High Commissions Two Iconic Designers for Exhibition Opening in June
ATLANTA, GA.- The High Museum of Art has commissioned two new major works by Dutch designer Joris Laarman and the Japanese design collective nendo to be installed this spring in Atlanta. Laarman’s “Digital Matter” and nendo’s “Visible Structures” will be completed and included in the exhibition “Modern by Design,” on view from June 4 through August 21, 2011. Along with these new commissions, the exhibition’s installations will also feature approximately 23 works from the High’s growing collection of contemporary design that showcase late twentieth- and early twenty-first-century design. The portion of the exhibition from The Museum of Modern Art will feature a selection of works chronicling three key moments in MoMA’s design collection and exhibition history: “Machine Art” (1934), “Good Design” (1950–1955) and “Italy: The New Domestic Landscape” (1972).
“Our visitors will encounter some of the best and most fascinating design of the past, present and future in this exhibition,” commented David Brenneman, the High’s Director of Collections and Exhibitions. “The addition of these new commissions by Laarman and nendo show the High’s commitment to fostering and promoting cutting-edge contemporary design in Atlanta and the Southeast.”
“Digital Matter” by Joris Laarman Lab
Dutch designer Joris Laarman and his lab have conceived “Digital Matter,” a kinetic installation involving a robot that will construct, disassemble and reconstruct an object over an extended period of time. The installation will feature a mounted robotic arm that is programmed to build relatively high-definition, digitally ornamented side tables in three different resolutions using thousands of tiny building blocks.
Inspired by scientific research on programmable matter by Hod Lipson of Cornell and Daniela Rus of MIT, the idea for the installation derives from Laarman’s interest in harnessing new developments in the field of digital manufacturing and molecular building blocks. By using programmable robots that can construct objects out of three-dimensional digital units called voxels, the artist can create designs that can theoretically be manufactured anywhere in the world. Moreover, one can make new designs at will using the same basic material.
The High has previously acquired three works by Joris Laarman for its collection, which will be also included in “Modern by Design.” These include the “Leaf table” (2010), “Bone armchair” (2008) and “Ivy wall climbing system” (2004).

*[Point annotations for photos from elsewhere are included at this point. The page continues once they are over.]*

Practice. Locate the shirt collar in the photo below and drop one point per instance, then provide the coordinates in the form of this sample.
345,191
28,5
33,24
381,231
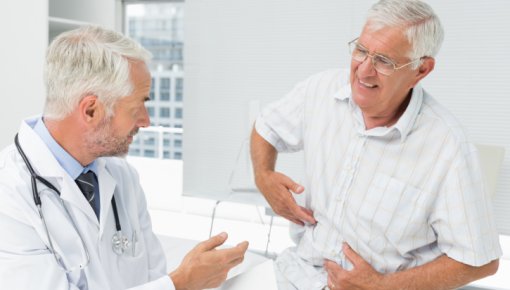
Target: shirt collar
404,124
68,163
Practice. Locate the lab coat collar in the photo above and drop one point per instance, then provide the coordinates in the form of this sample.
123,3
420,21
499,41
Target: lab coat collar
45,164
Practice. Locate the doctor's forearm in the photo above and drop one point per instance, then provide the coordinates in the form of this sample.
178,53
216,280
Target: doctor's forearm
442,273
263,154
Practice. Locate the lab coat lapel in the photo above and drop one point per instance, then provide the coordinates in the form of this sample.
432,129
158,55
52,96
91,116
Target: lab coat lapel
107,186
45,164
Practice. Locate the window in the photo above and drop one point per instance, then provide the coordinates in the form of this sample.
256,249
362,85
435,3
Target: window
164,84
164,112
158,26
150,110
178,113
164,96
178,89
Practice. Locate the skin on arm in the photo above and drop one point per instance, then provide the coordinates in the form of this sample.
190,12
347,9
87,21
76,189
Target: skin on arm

Joris Laarman established his laboratory and studio in Amsterdam, The Netherlands, in 2004, where he and his colleagues create thought-provoking experimental works in collaboration with scientists and artists from around the world. Recently, Laarman co-founded MakeMe, a new ambitious platform for downloadable design, local craft and digital fabrication. Born in 1979, Laarman studied at the Eindhoven Design Academy, The Netherlands. His work has been widely publicized and shown in numerous exhibitions worldwide since 2003. Laarman’s work can be found in the permanent collections of several leading museums, including The Museum of Modern Art, New York; the Smithsonian Cooper-Hewitt National Design Museum, New York; the High Museum of Art, Atlanta; the Museum of Fine Arts, Houston; the Art Institute of Chicago; the Centre Pompidou, Paris; the Centraal Museum, Utrecht, The Netherlands; and the Groninger Museum, Groningen, The Netherlands.
“Visible Structures” by nendo
The Tokyo-based Japanese design collective nendo will create “Visible Structures,” an installation of more than 12 pieces of furniture―benches, stools, chairs, tables and bookcases―all made of form core reinforced with a special industrial-strength graphite (carbon) tape. The graphite tape will be applied to the form core in patterns inspired by the early abstract paintings of the Dutch artist Piet Mondrian and the De Stijl movement.
The High previously acquired three “Cabbage Chairs,” (2010) by nendo for its collection; they will also be on view in “Modern by Design.” Nendo describes its design, stating, “The primitive design of the chair responds gently to fabrication and distribution costs and environmental concerns, the kinds of issues that face our 21st-century selves.”
Founded in 2002 and led by Oki Sato, nendo is internationally recognized and renowned, earning more than 20 design awards for its simple and functional yet striking and playful work in interiors, furniture, product design, graphics and architecture. nendo’s work can be found in the collections of The Museum of Modern Art, New York; the Musée des Arts Decoratifs, Paris; the Museum of Arts and Design, New York; the Smithsonian Cooper-Hewitt National Design Museum, New York; The Montreal Museum of Fine Arts, Montreal; the Design Museum Holon, Israel; The Israel Museum, Jerusalem; and the High Museum of Art, Atlanta.